STOCKS in Dubai tumbled from nearly seven per cent yesterday, adding to a bearish period that has seen equities sink in recent weeks.
The main indexes in Dubai and Saudi Arabia dropped by 6.5 per cent in trading yesterday.
Global markets took a big hit at the end of last week as investors fled to the safety of government bonds after a raft of weak indicators from Europe and China collided with concerns about the US Federal Reserve’s plans to reduce monetary stimulus.
The FTSE 100 fell on Friday to 6,339.97 – seven per cent below its last peak in early September while the S&P 500 in the US has fallen 5.5 per cent since mid-September.
The last month has also seen stocks in France and Germany falling 10 and 12 per cent respectively.
Economists at the International Monetary Fund last week downgraded growth for the Eurozone and just prior to that, China, the worlds second largest economy.
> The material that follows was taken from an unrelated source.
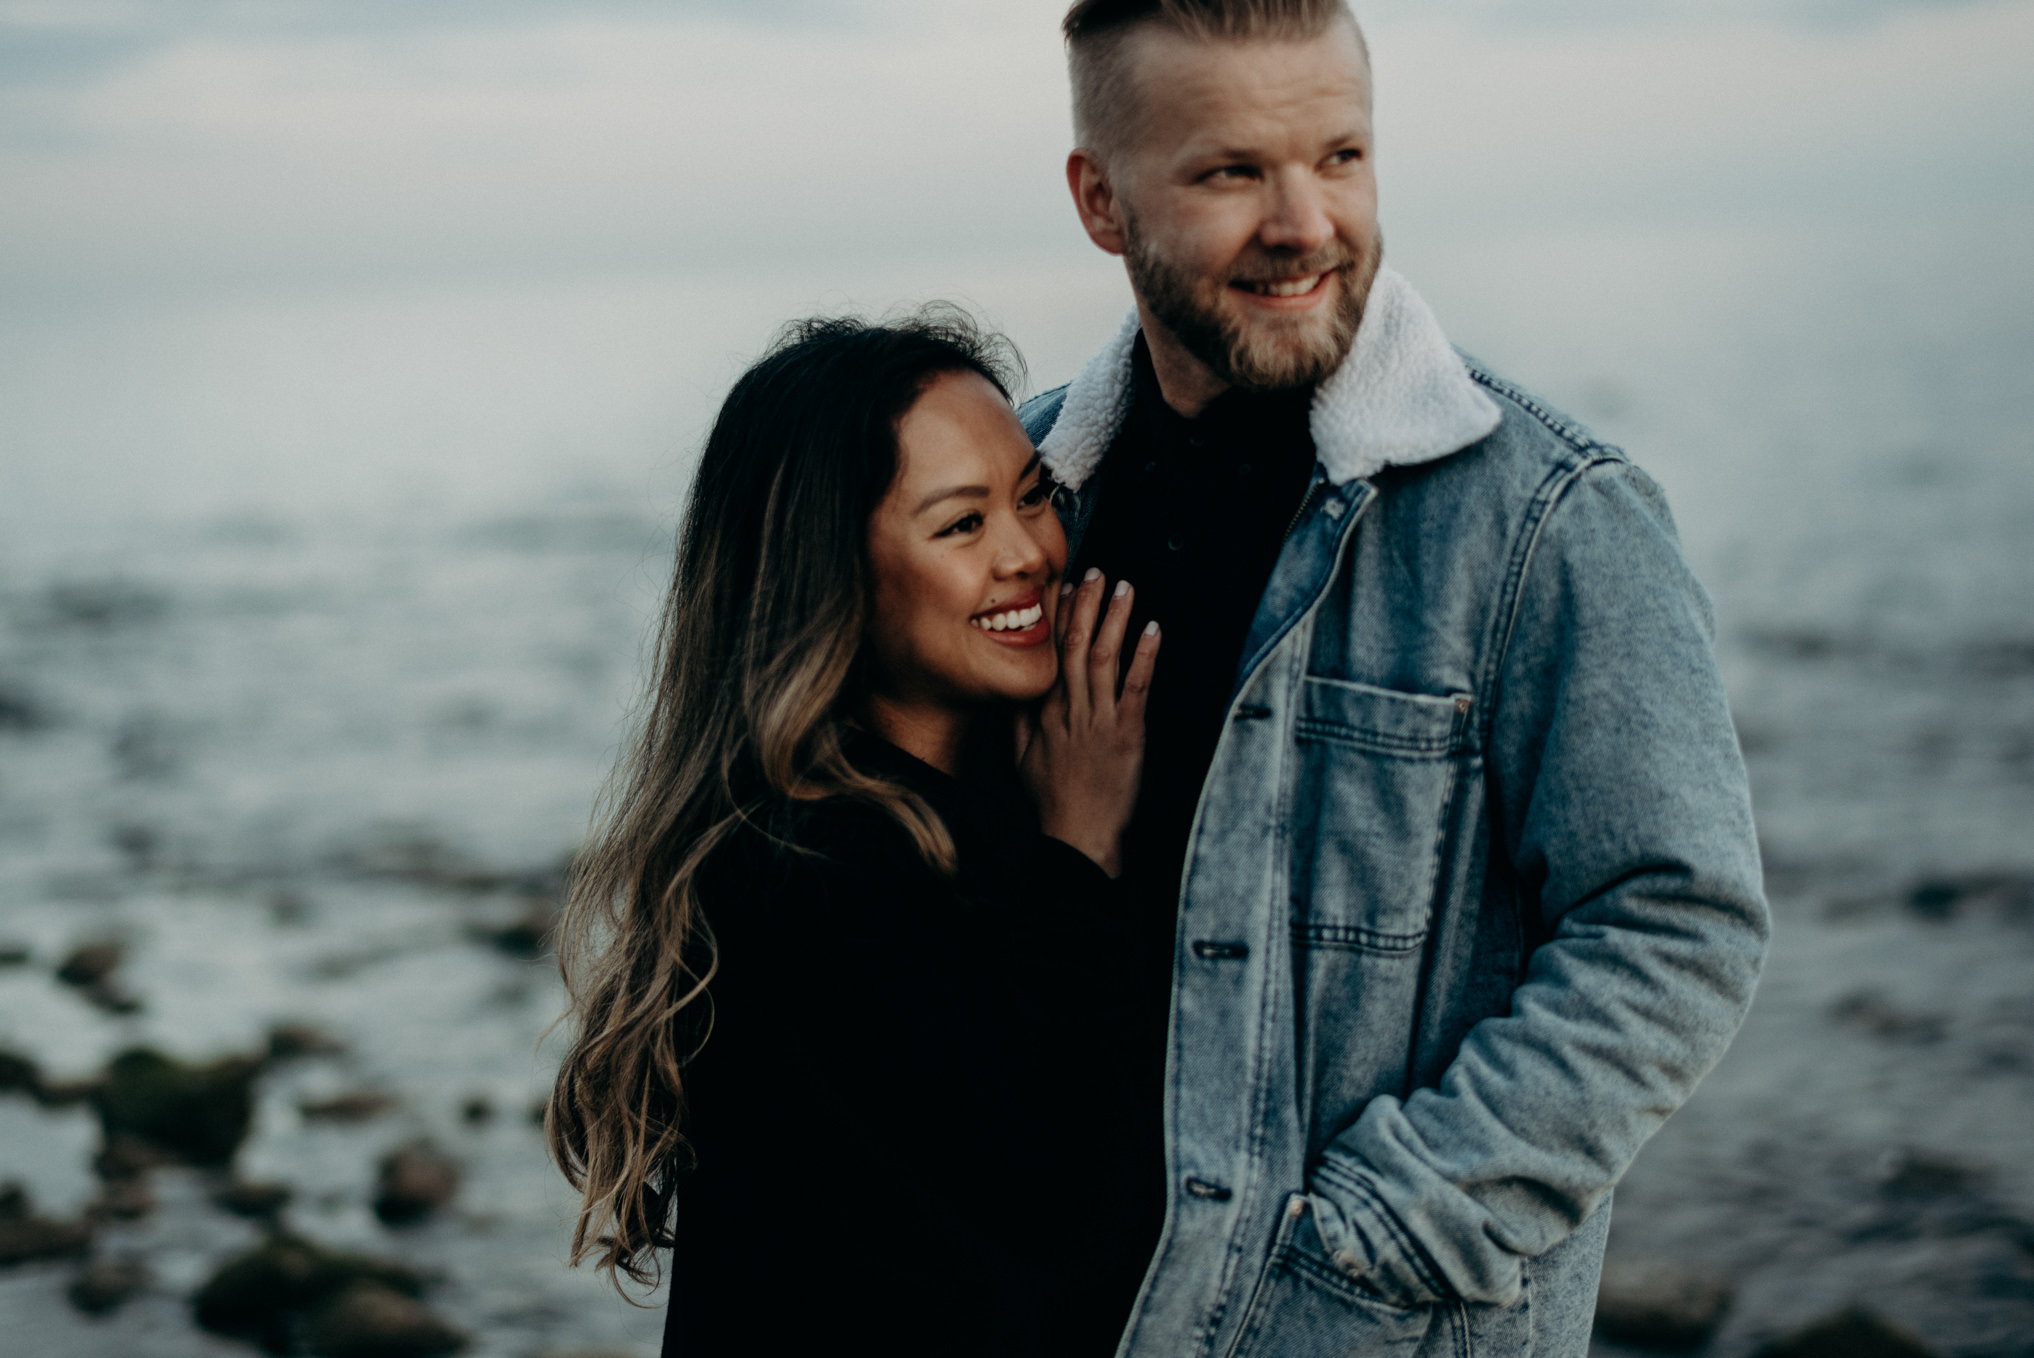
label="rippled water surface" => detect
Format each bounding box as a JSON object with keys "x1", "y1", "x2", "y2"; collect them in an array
[{"x1": 2, "y1": 213, "x2": 2031, "y2": 1356}]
Headline bond prices rose over the same period, suggesting investors were swapping out of stocks in order to buy safer bonds.
This type of behaviour is typically associated with an expected decline in the health of the economy.
Meanwhile, Brent crude oil prices have plummeted to $90 a barrel from $115 in just a few months, a further signal that the prospects for global demand are weakening.
However, consultancy Capital Economics has offered reassurances regarding the UK.
The FTSE 100 reflects global health, not just that of the UK so it is possible that the behaviour of it does not reflect the UK’s growth outlook.
It may also have been impacted by the recent strengthening of the pound which Capital Economics says tends to push down equity prices.
The rise of the pound is a sign of confidence in the UK economy, however, so signals that markets expect the UK to continue its recovery.